Loudji a travaillé dans le calme, chef est intransigeant. Marcher, trotter, galoper, aux ordres, un Loudji attentif qui travaille bien. Il était trempé, le pauvre, il a eu chaud.

De l'autre côté de la piste, Maëlle tient la chambrière, je tiens la longe. Curtero tourne bien, il garde sa distance et sa cadence sans tirer sur la longe. Agrandir, rétrécir le cercle, un Curtero bien dans sa tête. Le pas, le trot, l'arrêt, aux ordres, l'étalon a bien évolué. Nous tentons le galop, là, on est moins bon. Les départs sont presqu'aux ordres mais on n'arrive pas à le tenir plus d'un demi-cercle. Curtero dérape, glisse, accélère, repasse au trot.

Pfff! V'là chef qui vient s'en mêler. Comme prévu ça passe beaucoup mieux. Curtero n'est pas à l'aise mais il ne panique pas non plus. Chef à l’impression que c’est plus facile à main gauche. Heuuu ! Je crois que le nain est tellement mal à l’aise qu’il fait tout pour en avoir vite fini.

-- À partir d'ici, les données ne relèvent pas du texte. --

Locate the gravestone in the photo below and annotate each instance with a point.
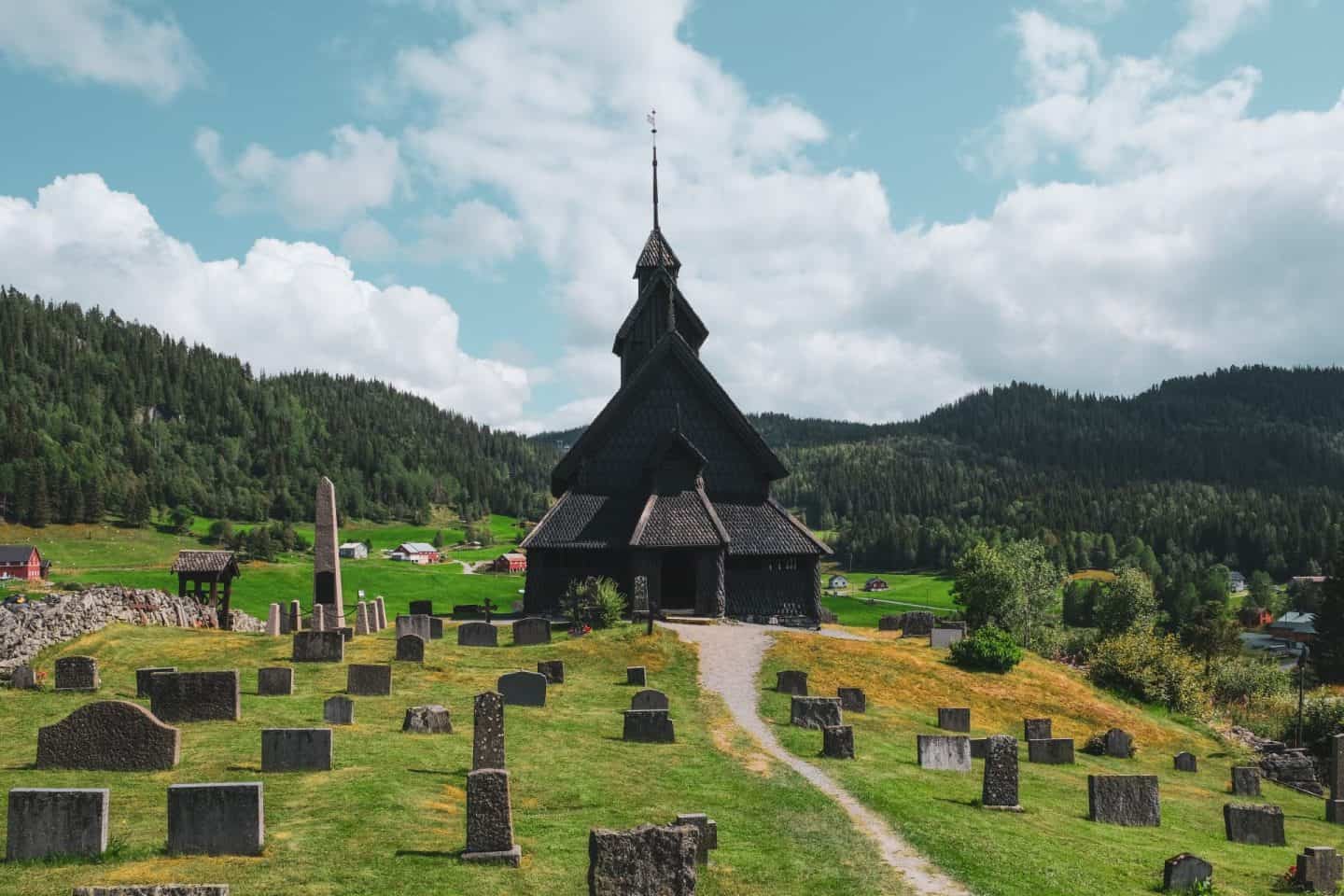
(196, 696)
(1255, 823)
(339, 711)
(955, 718)
(77, 673)
(477, 635)
(945, 637)
(1038, 728)
(216, 819)
(1124, 800)
(1319, 869)
(48, 821)
(837, 742)
(410, 648)
(275, 681)
(296, 749)
(815, 712)
(417, 624)
(374, 679)
(327, 556)
(532, 630)
(1120, 745)
(650, 699)
(488, 731)
(112, 735)
(852, 699)
(1183, 872)
(999, 789)
(146, 676)
(1056, 751)
(943, 752)
(1245, 780)
(522, 688)
(431, 719)
(648, 725)
(489, 819)
(708, 834)
(319, 647)
(643, 861)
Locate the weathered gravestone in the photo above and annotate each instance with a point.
(55, 822)
(532, 630)
(852, 699)
(319, 647)
(815, 712)
(791, 681)
(999, 789)
(113, 735)
(339, 711)
(195, 696)
(1245, 780)
(944, 752)
(296, 749)
(1036, 728)
(217, 819)
(410, 648)
(1124, 800)
(371, 679)
(1183, 872)
(644, 861)
(488, 731)
(77, 673)
(144, 679)
(274, 681)
(477, 635)
(489, 819)
(1257, 823)
(648, 725)
(1319, 869)
(837, 742)
(522, 688)
(1056, 751)
(431, 719)
(650, 699)
(955, 718)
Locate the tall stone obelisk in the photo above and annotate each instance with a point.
(327, 556)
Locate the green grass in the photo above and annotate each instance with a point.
(1051, 847)
(390, 817)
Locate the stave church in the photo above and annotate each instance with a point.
(668, 491)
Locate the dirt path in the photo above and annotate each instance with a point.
(730, 661)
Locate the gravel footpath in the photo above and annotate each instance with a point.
(730, 663)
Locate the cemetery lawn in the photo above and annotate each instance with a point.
(1051, 847)
(390, 817)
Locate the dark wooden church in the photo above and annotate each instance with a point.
(668, 491)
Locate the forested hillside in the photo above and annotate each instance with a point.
(103, 415)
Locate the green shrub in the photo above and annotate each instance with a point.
(988, 649)
(1149, 668)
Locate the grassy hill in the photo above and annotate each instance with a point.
(1051, 847)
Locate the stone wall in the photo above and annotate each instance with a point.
(27, 629)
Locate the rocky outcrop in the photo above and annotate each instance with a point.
(27, 629)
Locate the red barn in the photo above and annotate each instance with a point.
(21, 562)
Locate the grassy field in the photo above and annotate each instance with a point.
(390, 817)
(1051, 847)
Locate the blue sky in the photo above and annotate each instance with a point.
(879, 205)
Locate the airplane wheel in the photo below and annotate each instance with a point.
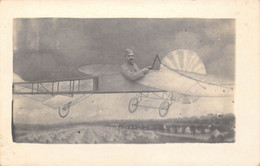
(164, 108)
(63, 112)
(133, 104)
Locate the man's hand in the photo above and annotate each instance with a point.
(145, 70)
(149, 67)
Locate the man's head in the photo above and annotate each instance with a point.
(129, 55)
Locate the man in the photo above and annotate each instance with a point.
(130, 70)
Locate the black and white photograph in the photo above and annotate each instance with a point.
(123, 80)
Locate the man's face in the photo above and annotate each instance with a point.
(130, 58)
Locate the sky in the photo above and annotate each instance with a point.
(51, 48)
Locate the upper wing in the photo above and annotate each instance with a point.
(110, 80)
(100, 69)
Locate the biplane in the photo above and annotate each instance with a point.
(179, 77)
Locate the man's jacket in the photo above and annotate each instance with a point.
(131, 72)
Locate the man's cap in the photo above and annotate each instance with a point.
(128, 52)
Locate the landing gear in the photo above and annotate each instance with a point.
(164, 108)
(167, 98)
(64, 111)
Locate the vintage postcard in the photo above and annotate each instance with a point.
(123, 80)
(85, 82)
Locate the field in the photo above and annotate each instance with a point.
(93, 134)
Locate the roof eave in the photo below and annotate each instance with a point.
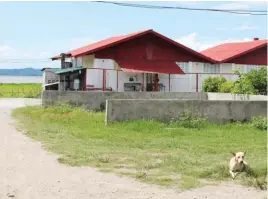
(243, 53)
(114, 43)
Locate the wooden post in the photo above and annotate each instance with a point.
(196, 84)
(104, 79)
(117, 73)
(169, 82)
(142, 81)
(62, 60)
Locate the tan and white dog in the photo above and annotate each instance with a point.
(237, 163)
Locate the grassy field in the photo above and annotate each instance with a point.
(28, 90)
(149, 151)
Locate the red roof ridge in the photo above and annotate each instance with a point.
(91, 48)
(227, 51)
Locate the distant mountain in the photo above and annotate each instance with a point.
(21, 72)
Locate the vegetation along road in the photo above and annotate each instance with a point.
(125, 160)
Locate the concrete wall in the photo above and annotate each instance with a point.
(165, 110)
(97, 100)
(230, 96)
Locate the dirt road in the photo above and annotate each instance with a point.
(29, 172)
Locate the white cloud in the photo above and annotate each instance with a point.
(12, 57)
(79, 42)
(233, 6)
(242, 27)
(6, 51)
(191, 40)
(245, 27)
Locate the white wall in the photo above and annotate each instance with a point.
(94, 77)
(103, 63)
(124, 78)
(49, 75)
(226, 68)
(111, 81)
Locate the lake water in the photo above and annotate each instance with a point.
(20, 79)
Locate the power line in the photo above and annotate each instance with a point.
(247, 12)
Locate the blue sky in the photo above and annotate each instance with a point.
(34, 31)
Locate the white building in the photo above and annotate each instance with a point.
(134, 63)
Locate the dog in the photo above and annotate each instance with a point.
(237, 163)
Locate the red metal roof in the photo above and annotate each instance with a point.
(152, 66)
(92, 48)
(226, 52)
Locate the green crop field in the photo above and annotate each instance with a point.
(26, 90)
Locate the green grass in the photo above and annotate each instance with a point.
(27, 90)
(147, 150)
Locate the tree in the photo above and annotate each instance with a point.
(213, 84)
(253, 82)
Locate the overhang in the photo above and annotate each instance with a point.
(149, 66)
(67, 70)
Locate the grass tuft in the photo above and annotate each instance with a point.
(147, 150)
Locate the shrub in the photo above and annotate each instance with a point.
(213, 84)
(189, 120)
(253, 82)
(259, 122)
(227, 87)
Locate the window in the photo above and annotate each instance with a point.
(184, 66)
(252, 67)
(210, 68)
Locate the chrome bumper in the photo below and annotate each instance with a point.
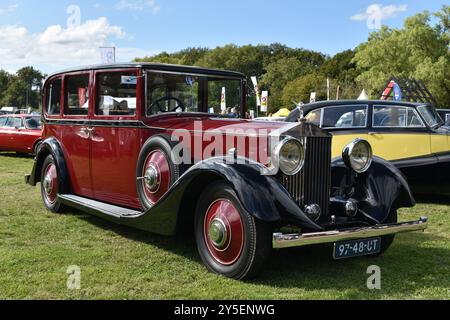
(282, 241)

J'ai rentré un cheval saucé, trempé, dégoulinant.... Il a fallu rincer les roupinettes, mais l'eau est froide, pooov nain.

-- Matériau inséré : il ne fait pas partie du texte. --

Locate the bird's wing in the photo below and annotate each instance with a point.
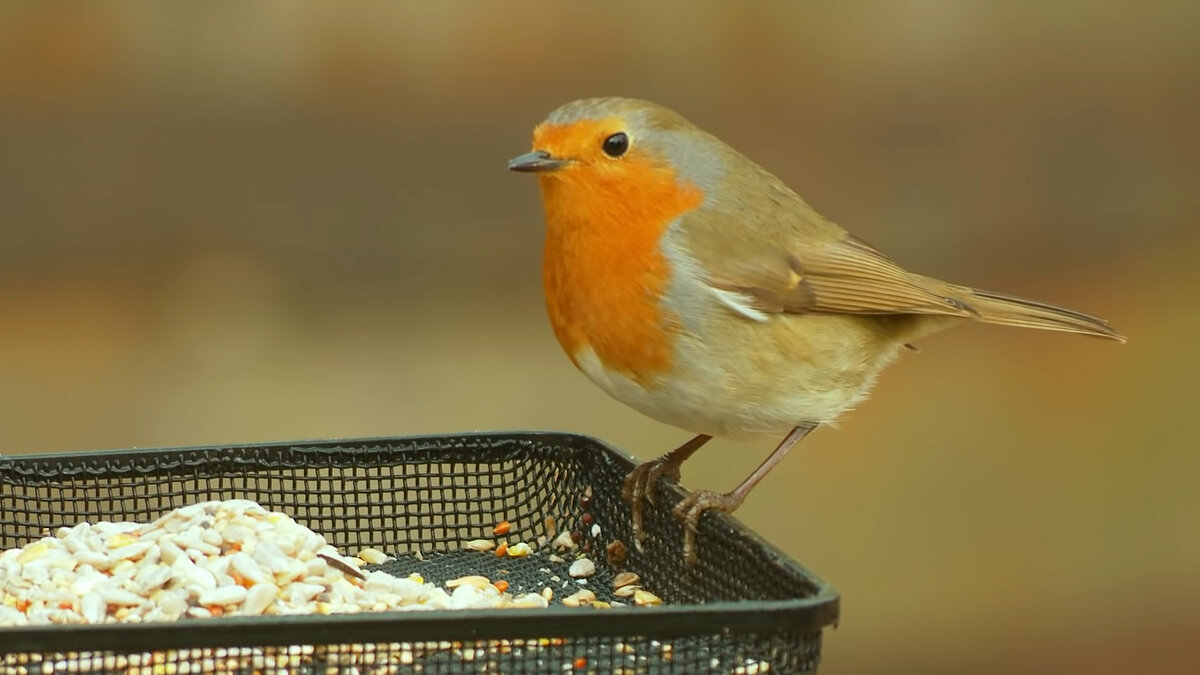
(821, 270)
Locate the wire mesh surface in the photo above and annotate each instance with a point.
(742, 608)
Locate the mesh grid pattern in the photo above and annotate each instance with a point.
(742, 605)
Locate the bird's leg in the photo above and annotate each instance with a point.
(696, 503)
(640, 483)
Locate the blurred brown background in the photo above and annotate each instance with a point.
(263, 221)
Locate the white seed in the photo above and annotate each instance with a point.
(520, 549)
(582, 568)
(373, 556)
(120, 597)
(580, 598)
(646, 598)
(259, 597)
(94, 608)
(222, 596)
(246, 567)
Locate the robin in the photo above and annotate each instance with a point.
(690, 284)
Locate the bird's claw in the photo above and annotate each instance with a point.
(639, 488)
(693, 507)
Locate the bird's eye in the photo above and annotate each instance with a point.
(616, 144)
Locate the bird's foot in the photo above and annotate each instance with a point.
(640, 485)
(693, 507)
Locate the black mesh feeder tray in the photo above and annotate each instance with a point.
(743, 608)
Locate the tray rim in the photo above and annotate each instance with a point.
(813, 613)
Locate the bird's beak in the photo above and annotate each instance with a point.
(539, 161)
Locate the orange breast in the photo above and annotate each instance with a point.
(603, 268)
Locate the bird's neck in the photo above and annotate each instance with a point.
(605, 274)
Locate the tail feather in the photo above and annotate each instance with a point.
(1008, 310)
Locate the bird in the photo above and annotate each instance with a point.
(694, 286)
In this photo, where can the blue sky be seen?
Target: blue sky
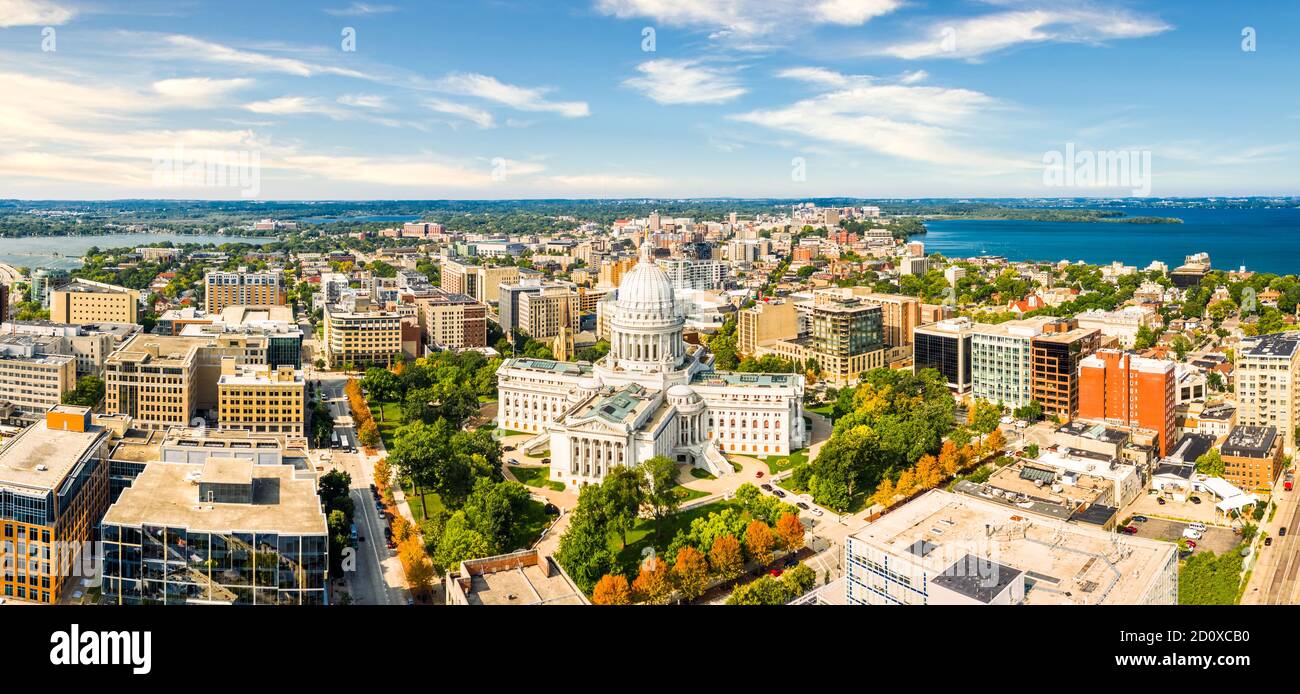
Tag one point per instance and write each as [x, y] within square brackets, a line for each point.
[567, 99]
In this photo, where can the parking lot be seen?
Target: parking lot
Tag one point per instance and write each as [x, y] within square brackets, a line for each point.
[1216, 539]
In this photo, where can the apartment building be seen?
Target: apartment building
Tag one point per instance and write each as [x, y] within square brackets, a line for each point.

Les couvertures de séchage en essuie de bain, c'est vraiment génial. Ca éponge mais ne tient pas chaud. Il faudrait peut-être que je me relance dans la couture de deux couvertures avec encolure tant qu'à faire. Lors de la prochaine visite au magasin de tissus je vais regarder ce que je pourrais trouver.